林金潼听见声音,驻马看去,不由心神一荡。
“明敏?”他认出受人保护在中央的锦衣少年,目光一定,霎时高兴起来,朝之策马飞奔而去。
“明敏!”
“什么人??”众将士抽出刀剑武器,“保护太上皇!”
林金潼勒住马:“别、别动刀动枪,我不是敌人!”
李瞻回首一望,整个人如遭雷击般呆愣:“金、金潼……”
“别伤他!”李瞻大喝道,朝他狂奔招手,“金潼!金潼!”
可杨公公交代过,不得让任何人近太上皇的身,林金潼单枪匹马而来,保不准就是劫走他的刺客。
故此李瞻很快被身旁将士拦下:“您不要过去。”
有人朝林金潼放箭,林金潼侧头躲避,恼怒地抽出剑来抵挡,三两下制服一地人,道:“我不想伤你们,你们太上皇是我的朋友。”
李瞻这才跑向他,眼底湿润一片:“金潼!”
林金潼跳下马同他拥抱,笑得两眼一弯:“我几次问李勍你在哪里,他都没有告诉我,明敏,没想到你离我这么近。”

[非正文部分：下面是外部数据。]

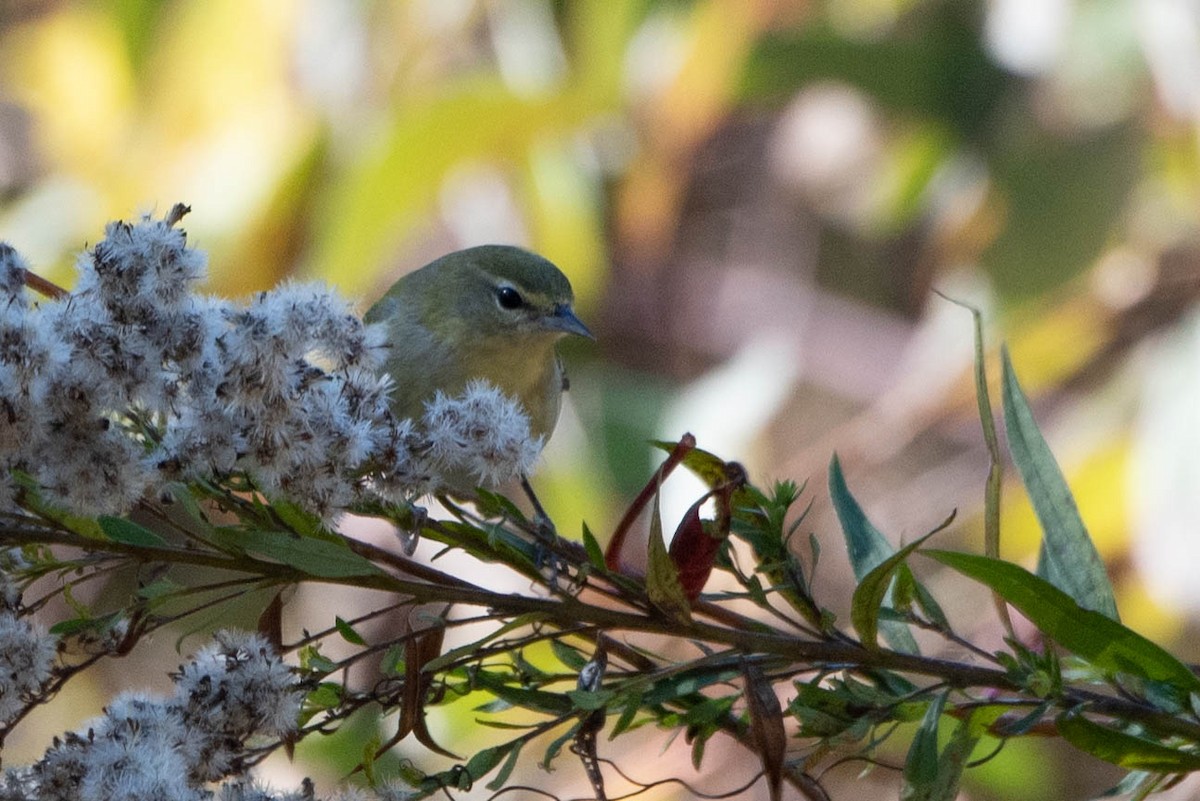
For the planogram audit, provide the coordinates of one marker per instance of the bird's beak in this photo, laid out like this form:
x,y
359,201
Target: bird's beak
x,y
563,319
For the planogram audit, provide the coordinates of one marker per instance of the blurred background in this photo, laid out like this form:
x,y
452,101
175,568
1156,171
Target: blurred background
x,y
755,199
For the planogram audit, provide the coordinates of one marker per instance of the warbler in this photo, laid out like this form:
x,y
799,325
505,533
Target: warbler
x,y
492,312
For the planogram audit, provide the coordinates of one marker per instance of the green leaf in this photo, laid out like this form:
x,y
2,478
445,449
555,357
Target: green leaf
x,y
921,766
348,632
868,549
661,576
1123,750
556,746
595,553
1096,637
300,521
873,589
1068,558
130,533
705,465
953,759
485,762
454,655
568,655
510,763
532,699
319,558
33,500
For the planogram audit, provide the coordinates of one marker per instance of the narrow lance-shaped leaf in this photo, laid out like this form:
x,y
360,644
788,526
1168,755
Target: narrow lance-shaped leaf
x,y
995,461
661,578
868,549
616,547
766,726
921,766
1068,558
1097,638
871,591
1125,750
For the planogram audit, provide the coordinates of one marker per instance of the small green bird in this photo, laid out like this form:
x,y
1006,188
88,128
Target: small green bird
x,y
492,312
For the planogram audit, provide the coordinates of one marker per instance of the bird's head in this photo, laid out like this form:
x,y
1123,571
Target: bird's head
x,y
498,293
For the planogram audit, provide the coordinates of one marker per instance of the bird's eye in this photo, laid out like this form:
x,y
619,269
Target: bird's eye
x,y
508,297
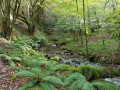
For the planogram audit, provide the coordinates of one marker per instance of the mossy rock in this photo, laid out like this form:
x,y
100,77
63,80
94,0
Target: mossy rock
x,y
56,58
90,72
13,77
34,89
110,72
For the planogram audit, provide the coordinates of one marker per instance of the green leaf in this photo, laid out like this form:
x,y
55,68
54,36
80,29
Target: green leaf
x,y
74,76
47,86
36,71
87,86
11,63
28,85
16,58
53,79
77,84
26,73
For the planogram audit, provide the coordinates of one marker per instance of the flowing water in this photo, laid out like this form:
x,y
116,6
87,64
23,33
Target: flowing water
x,y
73,59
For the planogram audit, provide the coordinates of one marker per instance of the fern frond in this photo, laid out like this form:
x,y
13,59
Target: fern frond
x,y
36,71
16,58
47,86
26,73
77,84
87,86
104,85
28,85
53,79
73,77
11,63
57,67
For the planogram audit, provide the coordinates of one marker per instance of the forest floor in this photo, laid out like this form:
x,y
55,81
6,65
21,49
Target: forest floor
x,y
6,83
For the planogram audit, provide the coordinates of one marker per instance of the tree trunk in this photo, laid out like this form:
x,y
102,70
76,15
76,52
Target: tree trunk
x,y
85,29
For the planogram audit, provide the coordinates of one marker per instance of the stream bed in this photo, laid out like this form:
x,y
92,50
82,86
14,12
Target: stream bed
x,y
74,59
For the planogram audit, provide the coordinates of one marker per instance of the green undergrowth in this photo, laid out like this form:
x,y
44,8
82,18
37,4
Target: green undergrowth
x,y
45,73
104,54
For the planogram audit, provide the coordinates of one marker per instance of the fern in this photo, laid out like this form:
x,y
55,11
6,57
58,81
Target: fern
x,y
53,79
73,77
47,86
36,71
90,72
104,85
87,86
26,73
28,85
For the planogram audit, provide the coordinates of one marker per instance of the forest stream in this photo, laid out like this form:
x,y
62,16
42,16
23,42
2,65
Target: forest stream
x,y
74,59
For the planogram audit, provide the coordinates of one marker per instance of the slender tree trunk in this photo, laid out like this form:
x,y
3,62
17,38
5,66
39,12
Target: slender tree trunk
x,y
88,14
85,29
80,30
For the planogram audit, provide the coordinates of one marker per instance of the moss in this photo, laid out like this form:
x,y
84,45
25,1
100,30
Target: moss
x,y
13,77
110,72
90,72
34,89
65,68
56,58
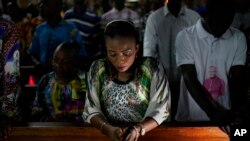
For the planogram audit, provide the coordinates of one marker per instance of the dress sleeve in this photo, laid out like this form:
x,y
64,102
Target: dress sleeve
x,y
93,104
241,52
160,99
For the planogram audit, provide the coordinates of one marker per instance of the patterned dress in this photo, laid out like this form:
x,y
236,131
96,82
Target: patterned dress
x,y
131,101
53,99
9,70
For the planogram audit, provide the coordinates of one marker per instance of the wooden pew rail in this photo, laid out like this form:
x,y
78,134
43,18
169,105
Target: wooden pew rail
x,y
69,132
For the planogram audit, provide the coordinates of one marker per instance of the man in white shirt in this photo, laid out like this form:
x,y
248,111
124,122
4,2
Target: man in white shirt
x,y
211,56
161,29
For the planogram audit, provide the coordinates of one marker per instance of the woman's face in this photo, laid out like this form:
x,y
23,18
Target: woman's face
x,y
121,52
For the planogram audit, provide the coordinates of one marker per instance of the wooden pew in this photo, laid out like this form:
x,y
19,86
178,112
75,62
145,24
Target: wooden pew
x,y
67,132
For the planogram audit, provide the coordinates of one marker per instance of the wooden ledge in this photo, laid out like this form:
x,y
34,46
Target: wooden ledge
x,y
66,132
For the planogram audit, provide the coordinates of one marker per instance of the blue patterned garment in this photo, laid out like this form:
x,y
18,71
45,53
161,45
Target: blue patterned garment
x,y
47,38
9,69
57,102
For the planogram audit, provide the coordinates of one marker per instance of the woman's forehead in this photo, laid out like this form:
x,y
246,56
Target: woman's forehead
x,y
120,44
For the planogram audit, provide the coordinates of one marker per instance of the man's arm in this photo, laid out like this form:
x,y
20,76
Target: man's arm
x,y
238,87
213,109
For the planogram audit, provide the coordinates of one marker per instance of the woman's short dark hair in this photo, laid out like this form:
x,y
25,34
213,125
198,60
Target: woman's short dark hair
x,y
117,29
121,28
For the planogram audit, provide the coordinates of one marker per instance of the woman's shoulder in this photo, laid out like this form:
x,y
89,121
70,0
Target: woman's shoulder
x,y
98,67
149,63
98,64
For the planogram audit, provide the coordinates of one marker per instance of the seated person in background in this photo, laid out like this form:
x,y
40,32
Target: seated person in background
x,y
60,94
120,11
212,56
49,34
124,88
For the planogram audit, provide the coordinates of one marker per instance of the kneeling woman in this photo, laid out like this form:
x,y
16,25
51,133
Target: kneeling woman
x,y
125,88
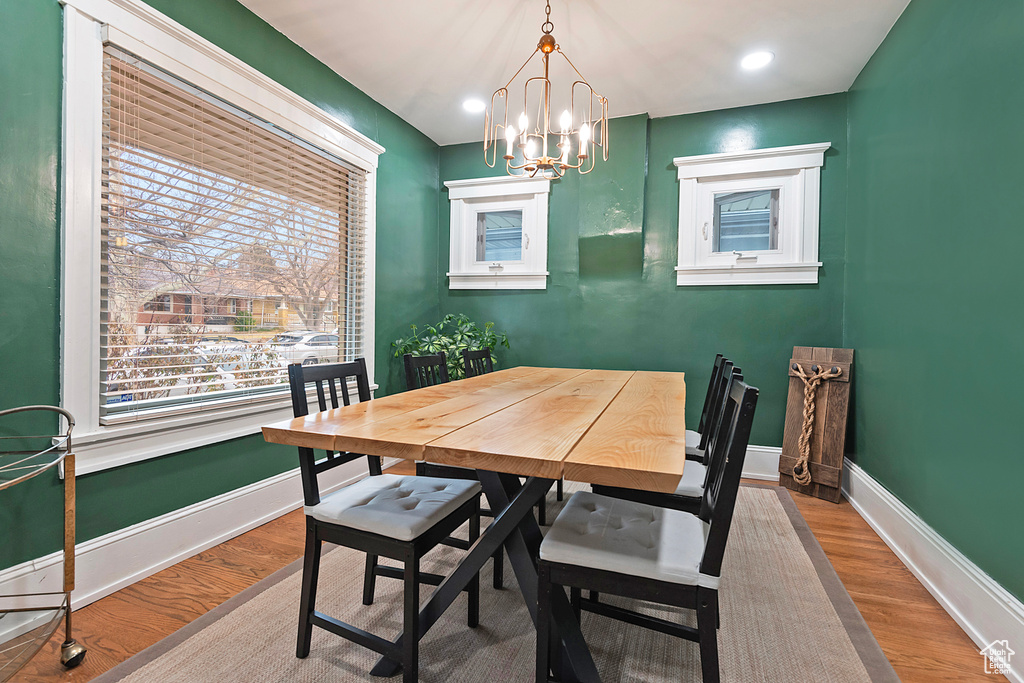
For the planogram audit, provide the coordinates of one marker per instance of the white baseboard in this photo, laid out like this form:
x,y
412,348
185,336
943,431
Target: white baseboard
x,y
983,608
762,462
118,559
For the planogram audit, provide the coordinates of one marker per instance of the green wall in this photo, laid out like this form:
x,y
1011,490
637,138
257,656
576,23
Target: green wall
x,y
934,244
611,299
30,151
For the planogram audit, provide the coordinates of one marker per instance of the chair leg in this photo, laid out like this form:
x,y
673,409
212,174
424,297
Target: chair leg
x,y
375,465
708,631
473,617
411,641
499,578
544,589
307,597
574,597
370,580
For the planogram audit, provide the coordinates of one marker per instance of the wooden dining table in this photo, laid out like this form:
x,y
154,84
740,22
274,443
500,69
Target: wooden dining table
x,y
619,428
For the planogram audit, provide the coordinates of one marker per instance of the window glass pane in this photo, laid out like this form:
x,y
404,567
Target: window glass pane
x,y
747,221
499,236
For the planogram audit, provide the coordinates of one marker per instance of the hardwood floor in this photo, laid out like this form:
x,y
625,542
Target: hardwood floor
x,y
919,637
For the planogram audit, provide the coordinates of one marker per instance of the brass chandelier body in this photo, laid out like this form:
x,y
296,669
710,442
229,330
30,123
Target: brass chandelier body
x,y
535,147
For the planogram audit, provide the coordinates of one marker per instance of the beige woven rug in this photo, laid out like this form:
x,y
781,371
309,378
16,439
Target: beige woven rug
x,y
785,617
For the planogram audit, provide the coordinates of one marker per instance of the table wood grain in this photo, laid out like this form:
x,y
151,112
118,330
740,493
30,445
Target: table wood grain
x,y
619,428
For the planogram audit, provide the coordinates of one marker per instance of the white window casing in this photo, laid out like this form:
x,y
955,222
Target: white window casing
x,y
137,28
468,199
795,172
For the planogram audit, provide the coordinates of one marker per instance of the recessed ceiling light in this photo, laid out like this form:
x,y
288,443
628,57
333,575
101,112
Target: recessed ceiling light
x,y
757,60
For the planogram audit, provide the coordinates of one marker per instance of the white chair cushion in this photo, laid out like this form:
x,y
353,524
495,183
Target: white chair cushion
x,y
694,475
398,507
629,538
692,441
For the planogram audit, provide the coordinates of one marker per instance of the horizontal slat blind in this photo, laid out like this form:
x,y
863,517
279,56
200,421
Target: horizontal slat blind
x,y
230,248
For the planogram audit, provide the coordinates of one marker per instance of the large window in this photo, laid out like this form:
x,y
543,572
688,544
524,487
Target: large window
x,y
209,205
217,227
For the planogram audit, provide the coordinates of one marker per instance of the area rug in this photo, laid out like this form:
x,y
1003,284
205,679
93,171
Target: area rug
x,y
784,616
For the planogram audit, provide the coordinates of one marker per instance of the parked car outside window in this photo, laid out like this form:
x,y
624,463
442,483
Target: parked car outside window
x,y
307,346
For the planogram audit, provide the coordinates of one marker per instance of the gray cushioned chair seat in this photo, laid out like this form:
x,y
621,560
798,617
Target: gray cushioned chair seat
x,y
692,480
398,507
692,441
629,538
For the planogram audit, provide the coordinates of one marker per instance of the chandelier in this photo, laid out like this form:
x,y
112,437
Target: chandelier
x,y
531,146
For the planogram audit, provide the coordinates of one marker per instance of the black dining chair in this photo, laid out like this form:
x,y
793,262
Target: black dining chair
x,y
398,517
424,371
696,440
477,361
647,552
691,486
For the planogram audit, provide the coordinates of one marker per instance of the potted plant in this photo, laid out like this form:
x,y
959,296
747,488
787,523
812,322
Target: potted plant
x,y
452,335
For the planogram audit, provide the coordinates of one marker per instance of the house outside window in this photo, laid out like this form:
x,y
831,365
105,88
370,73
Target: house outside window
x,y
203,188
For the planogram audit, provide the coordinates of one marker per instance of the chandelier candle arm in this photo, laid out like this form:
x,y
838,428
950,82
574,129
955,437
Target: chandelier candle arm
x,y
537,161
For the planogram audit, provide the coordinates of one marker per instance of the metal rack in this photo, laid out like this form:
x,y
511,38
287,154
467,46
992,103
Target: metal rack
x,y
29,620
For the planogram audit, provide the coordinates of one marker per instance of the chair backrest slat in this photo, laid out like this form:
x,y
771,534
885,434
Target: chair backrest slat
x,y
477,361
713,390
725,471
726,374
424,371
299,379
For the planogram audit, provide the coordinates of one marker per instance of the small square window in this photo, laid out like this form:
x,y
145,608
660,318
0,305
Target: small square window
x,y
499,233
750,217
499,236
747,221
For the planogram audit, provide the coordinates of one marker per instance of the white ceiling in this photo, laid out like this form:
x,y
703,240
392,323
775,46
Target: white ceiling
x,y
421,58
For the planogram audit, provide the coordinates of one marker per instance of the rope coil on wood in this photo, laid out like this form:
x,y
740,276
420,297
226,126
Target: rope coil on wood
x,y
802,468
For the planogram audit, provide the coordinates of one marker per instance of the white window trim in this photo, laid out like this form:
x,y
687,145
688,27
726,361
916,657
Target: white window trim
x,y
797,171
141,30
469,197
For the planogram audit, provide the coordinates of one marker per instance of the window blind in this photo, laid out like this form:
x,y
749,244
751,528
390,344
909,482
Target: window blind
x,y
229,248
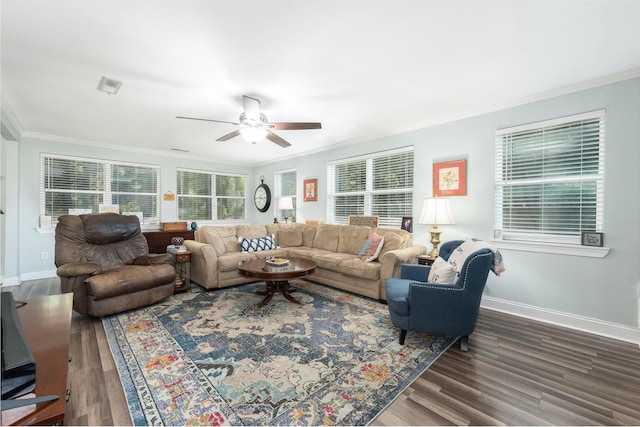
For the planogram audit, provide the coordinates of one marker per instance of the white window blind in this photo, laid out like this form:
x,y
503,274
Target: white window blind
x,y
549,183
286,183
69,184
377,184
210,196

“李、李勍……”李瞻又是一愣,林金潼将他抱得紧紧的。
一年多不见,一人差不多已是一样高,林金潼搭着他的肩膀,容颜依旧,朝他笑着:“明敏,你现在是太上皇了?”
李瞻点头,希冀地看着他:“是……金潼,你怎么会在这里?”
林金潼说:“我刚从那边军营过来。”
两边军营差着五六十里路,四周人都分外忌惮地盯着林金潼。林金潼扫了一眼他们身上的衣着,从怀里摸索片刻,掏出一个令牌:“我不是敌人。”
金牌上的“如朕亲临”四个字,彰显林金潼是御前之人。
一个将士侧头吩咐道:“此人来历不明,速速快马加鞭,去禀报杨公公。”
李瞻也看见了令牌,他沉默了一会儿,没有提李勍的事,说:“我们去帐中吧,请你喝茶。”
一人对坐在帐篷里,李瞻对过去的事一笔概括:“皇帝答应了放我表哥离开,至于我……我则是回宫,做一个清闲的太上皇,袁大伴还在宫中,等我回去。”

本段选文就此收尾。